# Temperature Problems

Newton's law of cooling, which is equally applicable to heating, states that the time rate of change of the temperature of a body is proportional to the temperature difference between the body and its surrounding medium. Let T denote the temperature of the body and T_m denote the temperature of the surrounding medium. Then, the time rate of change of the temperature of the body is (dT)/(dt), and Newton's law of cooling can be formulated as (dT)/(dt)=-k(T-T_m), or as (dT)/(dt)+kT=kT_m, where k is a positive constant of proportionality. Once k is chosen positive, the minus sign is required in Newton's law to make (dT)/(dt) negative in a cooling process, when T is greater than T_m, and to make it positive in a heating process, when T is smaller than T_m.

Example 1. A body at an unknown temperature is placed in a room which is held at a constant temperature of 30° F. If after 10 minutes the temperature of the body is 0° F and after 20 minutes the temperature of the body is 15° F, find the unknown initial temperature.

We have that T_m=30; so, the differential equation is (dT)/(dt)+kT=30k. This is a first-order linear differential equation. The integrating factor is I=e^(int kdt)=e^(kt). After multiplying the equation by the integrating factor, we obtain that e^(kt)(dT)/(dt)+kTe^(kt)=30ke^(kt), or (d(Te^(kt)))/(dt)=30ke^(kt).

Integrating both sides gives Te^(kt)=30e^(kt)+C, or T=Ce^(-kt)+30.

We are given that T(10)=0, or 0=Ce^(-10k)+30. Also, T(20)=15, or 15=Ce^(-20t)+30.

Thus, we have a system of two equations:

{(Ce^(-10k)=-30),(Ce^(-20k)=-15):}

Dividing the first equation by the second gives e^(10k)=2. Now, from the first equation, we have that C=-30e^(10k)=-30*2=-60.

Finally, T_0=T(0)=Ce^(-k*0)+30=C+30=-60+30=-30.

Let's take a look at another interesting example.

Example 2. A body at a temperature of 50° F is placed in an oven whose temperature is kept at 150° F. If after 10 minutes the temperature of the body is 75° F, find the time required for the body to reach a temperature of 100° F.

We have that T(0)=50, T(10)=75, T_m=150.

So, the differential equation is (dT)/(dt)+kT=150k. Again, as in example 1, this is a linear first-order differential equation.
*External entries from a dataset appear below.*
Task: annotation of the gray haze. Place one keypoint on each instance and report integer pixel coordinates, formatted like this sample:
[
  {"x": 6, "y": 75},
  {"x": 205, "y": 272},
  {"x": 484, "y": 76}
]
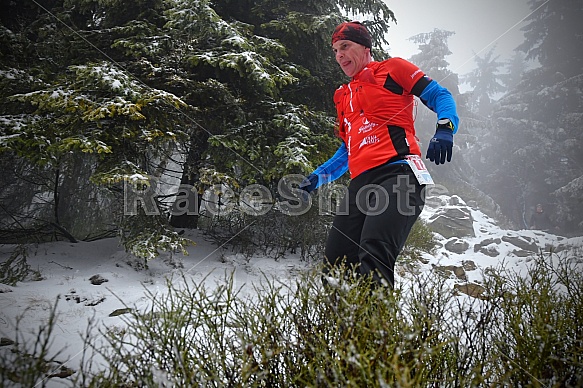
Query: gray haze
[{"x": 478, "y": 27}]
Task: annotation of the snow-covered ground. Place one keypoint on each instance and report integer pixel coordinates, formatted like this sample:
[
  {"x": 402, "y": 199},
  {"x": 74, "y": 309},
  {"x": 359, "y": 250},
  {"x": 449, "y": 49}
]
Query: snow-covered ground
[{"x": 67, "y": 271}]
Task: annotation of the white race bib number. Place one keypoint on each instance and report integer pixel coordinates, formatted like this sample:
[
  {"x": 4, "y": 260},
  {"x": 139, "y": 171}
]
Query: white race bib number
[{"x": 423, "y": 176}]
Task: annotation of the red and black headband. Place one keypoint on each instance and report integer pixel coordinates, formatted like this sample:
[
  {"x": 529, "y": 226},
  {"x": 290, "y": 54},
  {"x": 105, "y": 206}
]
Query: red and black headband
[{"x": 353, "y": 31}]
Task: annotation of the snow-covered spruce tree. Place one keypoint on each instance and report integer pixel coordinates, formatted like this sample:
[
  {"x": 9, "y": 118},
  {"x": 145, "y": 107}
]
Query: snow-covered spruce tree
[
  {"x": 515, "y": 68},
  {"x": 275, "y": 59},
  {"x": 82, "y": 114},
  {"x": 459, "y": 177},
  {"x": 532, "y": 152},
  {"x": 126, "y": 90},
  {"x": 485, "y": 81}
]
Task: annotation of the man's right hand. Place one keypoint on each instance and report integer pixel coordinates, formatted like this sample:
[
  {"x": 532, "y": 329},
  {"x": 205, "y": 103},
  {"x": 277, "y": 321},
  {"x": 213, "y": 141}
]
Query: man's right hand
[{"x": 309, "y": 184}]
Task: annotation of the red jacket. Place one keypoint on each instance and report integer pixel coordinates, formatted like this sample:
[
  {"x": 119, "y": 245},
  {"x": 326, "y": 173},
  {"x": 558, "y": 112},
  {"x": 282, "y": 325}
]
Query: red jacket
[{"x": 375, "y": 114}]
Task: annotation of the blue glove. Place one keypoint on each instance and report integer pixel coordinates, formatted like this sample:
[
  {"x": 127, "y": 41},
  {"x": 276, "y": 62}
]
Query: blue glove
[
  {"x": 309, "y": 184},
  {"x": 441, "y": 145}
]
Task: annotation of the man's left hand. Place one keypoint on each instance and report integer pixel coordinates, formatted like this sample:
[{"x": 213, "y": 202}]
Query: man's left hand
[{"x": 441, "y": 145}]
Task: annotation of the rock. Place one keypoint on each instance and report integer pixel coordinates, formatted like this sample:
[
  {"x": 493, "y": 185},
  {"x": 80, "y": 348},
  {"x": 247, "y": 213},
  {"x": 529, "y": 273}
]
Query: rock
[
  {"x": 6, "y": 341},
  {"x": 97, "y": 280},
  {"x": 489, "y": 251},
  {"x": 117, "y": 312},
  {"x": 448, "y": 270},
  {"x": 452, "y": 222},
  {"x": 472, "y": 289},
  {"x": 457, "y": 245},
  {"x": 485, "y": 242},
  {"x": 62, "y": 373},
  {"x": 522, "y": 242},
  {"x": 521, "y": 253},
  {"x": 469, "y": 265}
]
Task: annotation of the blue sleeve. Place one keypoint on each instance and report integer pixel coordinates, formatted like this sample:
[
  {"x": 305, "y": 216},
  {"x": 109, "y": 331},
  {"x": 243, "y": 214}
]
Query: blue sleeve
[
  {"x": 439, "y": 99},
  {"x": 334, "y": 167}
]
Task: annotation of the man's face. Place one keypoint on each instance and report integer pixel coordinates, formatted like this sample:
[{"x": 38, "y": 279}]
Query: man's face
[{"x": 352, "y": 57}]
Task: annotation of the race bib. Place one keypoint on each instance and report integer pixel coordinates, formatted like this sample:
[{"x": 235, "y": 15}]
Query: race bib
[{"x": 423, "y": 176}]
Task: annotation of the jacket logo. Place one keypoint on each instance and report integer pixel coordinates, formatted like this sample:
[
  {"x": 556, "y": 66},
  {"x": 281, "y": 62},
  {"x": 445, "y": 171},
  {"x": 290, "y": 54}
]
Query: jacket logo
[
  {"x": 369, "y": 140},
  {"x": 367, "y": 126}
]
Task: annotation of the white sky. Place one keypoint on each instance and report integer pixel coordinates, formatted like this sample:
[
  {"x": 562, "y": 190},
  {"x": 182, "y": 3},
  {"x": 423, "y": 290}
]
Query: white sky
[{"x": 478, "y": 25}]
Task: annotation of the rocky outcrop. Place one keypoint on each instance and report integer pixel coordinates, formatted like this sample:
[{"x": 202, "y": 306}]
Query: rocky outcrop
[
  {"x": 457, "y": 245},
  {"x": 452, "y": 221}
]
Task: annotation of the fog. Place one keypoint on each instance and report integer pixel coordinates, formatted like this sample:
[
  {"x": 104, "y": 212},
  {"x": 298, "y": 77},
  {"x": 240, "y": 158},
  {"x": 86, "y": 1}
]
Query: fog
[{"x": 478, "y": 27}]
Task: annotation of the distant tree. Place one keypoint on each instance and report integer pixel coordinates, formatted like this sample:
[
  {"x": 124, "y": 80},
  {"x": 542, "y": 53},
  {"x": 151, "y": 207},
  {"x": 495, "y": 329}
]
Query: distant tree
[
  {"x": 433, "y": 48},
  {"x": 515, "y": 70},
  {"x": 154, "y": 93},
  {"x": 532, "y": 152},
  {"x": 485, "y": 81},
  {"x": 553, "y": 36}
]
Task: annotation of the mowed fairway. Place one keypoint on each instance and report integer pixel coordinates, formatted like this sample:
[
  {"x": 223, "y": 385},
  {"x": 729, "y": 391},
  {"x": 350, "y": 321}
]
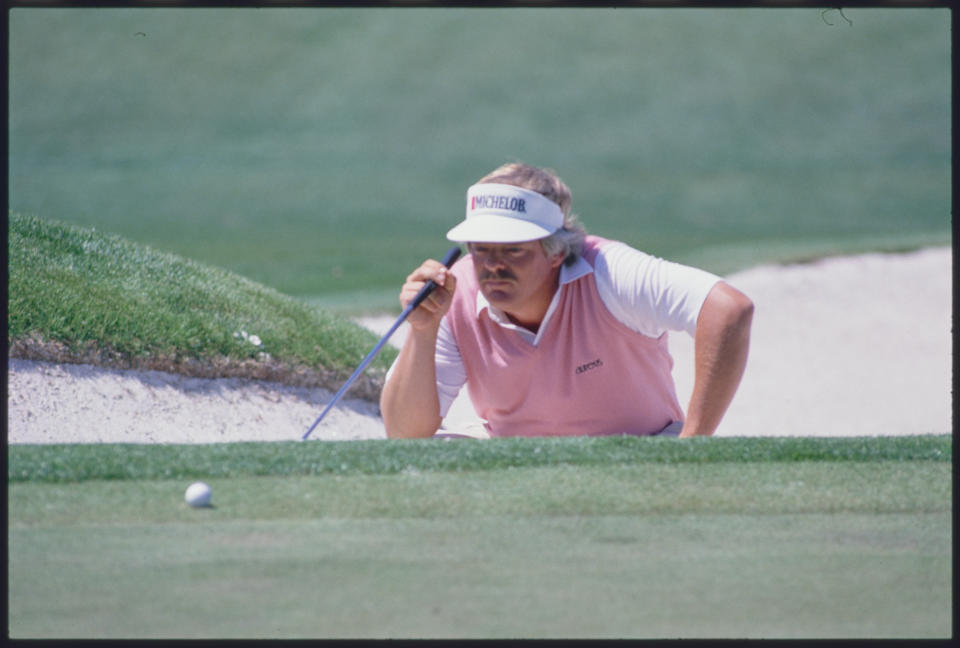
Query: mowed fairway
[{"x": 547, "y": 538}]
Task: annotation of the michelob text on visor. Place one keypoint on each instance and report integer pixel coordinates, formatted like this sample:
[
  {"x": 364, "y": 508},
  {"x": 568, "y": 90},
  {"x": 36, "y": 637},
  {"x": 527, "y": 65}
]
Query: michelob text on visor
[{"x": 506, "y": 213}]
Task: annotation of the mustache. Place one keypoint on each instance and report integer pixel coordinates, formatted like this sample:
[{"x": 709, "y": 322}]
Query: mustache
[{"x": 502, "y": 275}]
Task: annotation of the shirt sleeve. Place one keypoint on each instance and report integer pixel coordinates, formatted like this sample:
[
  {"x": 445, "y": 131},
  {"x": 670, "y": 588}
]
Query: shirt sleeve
[
  {"x": 650, "y": 295},
  {"x": 451, "y": 375}
]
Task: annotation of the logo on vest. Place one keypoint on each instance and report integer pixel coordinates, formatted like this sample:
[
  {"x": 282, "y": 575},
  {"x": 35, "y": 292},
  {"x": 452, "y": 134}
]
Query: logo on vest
[
  {"x": 588, "y": 366},
  {"x": 498, "y": 202}
]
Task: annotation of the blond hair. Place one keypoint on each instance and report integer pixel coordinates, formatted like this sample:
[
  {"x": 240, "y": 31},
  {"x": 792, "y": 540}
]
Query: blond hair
[{"x": 568, "y": 240}]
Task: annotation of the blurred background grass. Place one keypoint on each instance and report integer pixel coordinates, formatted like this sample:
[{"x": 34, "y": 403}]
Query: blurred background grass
[{"x": 325, "y": 152}]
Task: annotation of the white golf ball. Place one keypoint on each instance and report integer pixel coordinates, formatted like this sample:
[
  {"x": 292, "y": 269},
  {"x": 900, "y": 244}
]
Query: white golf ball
[{"x": 198, "y": 494}]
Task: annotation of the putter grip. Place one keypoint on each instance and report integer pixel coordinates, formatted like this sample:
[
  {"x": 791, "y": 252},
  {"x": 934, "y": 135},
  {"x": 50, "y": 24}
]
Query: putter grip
[{"x": 448, "y": 259}]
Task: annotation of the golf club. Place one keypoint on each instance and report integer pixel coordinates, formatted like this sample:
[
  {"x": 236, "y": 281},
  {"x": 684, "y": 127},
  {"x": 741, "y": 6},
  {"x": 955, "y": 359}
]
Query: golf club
[{"x": 452, "y": 255}]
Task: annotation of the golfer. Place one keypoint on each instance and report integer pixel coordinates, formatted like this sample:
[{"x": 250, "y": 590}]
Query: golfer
[{"x": 558, "y": 333}]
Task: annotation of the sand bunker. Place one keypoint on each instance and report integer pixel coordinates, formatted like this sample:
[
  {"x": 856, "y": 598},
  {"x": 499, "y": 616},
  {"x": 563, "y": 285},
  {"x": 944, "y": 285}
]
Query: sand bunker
[{"x": 851, "y": 346}]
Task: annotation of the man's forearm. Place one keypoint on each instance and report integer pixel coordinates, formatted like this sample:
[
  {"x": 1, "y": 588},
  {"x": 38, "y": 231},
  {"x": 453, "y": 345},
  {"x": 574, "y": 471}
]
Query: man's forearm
[
  {"x": 409, "y": 401},
  {"x": 721, "y": 345}
]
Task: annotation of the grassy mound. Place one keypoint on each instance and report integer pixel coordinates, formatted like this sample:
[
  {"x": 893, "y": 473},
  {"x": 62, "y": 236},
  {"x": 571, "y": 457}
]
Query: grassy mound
[{"x": 80, "y": 295}]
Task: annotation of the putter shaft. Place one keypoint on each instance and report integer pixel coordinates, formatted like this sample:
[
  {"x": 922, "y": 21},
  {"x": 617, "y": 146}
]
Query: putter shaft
[{"x": 452, "y": 255}]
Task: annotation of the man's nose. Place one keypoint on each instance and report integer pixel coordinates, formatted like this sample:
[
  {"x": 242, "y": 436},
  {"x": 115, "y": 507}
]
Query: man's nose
[{"x": 493, "y": 260}]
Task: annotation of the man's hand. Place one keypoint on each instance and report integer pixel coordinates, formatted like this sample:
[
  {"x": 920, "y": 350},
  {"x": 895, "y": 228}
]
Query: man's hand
[
  {"x": 720, "y": 355},
  {"x": 428, "y": 315}
]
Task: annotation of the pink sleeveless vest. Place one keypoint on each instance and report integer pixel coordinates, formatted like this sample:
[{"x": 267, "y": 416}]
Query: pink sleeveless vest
[{"x": 589, "y": 375}]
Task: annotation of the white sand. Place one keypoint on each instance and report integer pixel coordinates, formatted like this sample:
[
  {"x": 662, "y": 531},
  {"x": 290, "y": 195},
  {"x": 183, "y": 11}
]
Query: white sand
[{"x": 856, "y": 346}]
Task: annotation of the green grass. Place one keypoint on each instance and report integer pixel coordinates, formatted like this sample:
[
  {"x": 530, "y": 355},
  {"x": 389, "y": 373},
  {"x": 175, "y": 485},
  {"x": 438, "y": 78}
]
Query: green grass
[
  {"x": 128, "y": 303},
  {"x": 325, "y": 152},
  {"x": 64, "y": 463},
  {"x": 615, "y": 538}
]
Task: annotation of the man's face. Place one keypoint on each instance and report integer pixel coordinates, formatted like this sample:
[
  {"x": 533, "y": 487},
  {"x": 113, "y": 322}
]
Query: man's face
[{"x": 515, "y": 277}]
Its solution is T=Ce^(-kt)+150.

Since T(0)=50, we have that 50=Ce^(-k*0)+150, or C=-100.

Now, the equation has the form T=-100e^(-kt)+150.

Since T(10)=75, we have that 75=-100e^(-10k)+150, or k=-(ln(0.75))/10.

Finally, the equation has the following form: T=-100e^(ln(0.75)/10t)+150.

Now, we need to find such t that T(t)=100:

100=-100e^((ln(0.75))/10t)+150, or t=10 ln(0.5)/(ln(0.75))~~24.0942 minutes.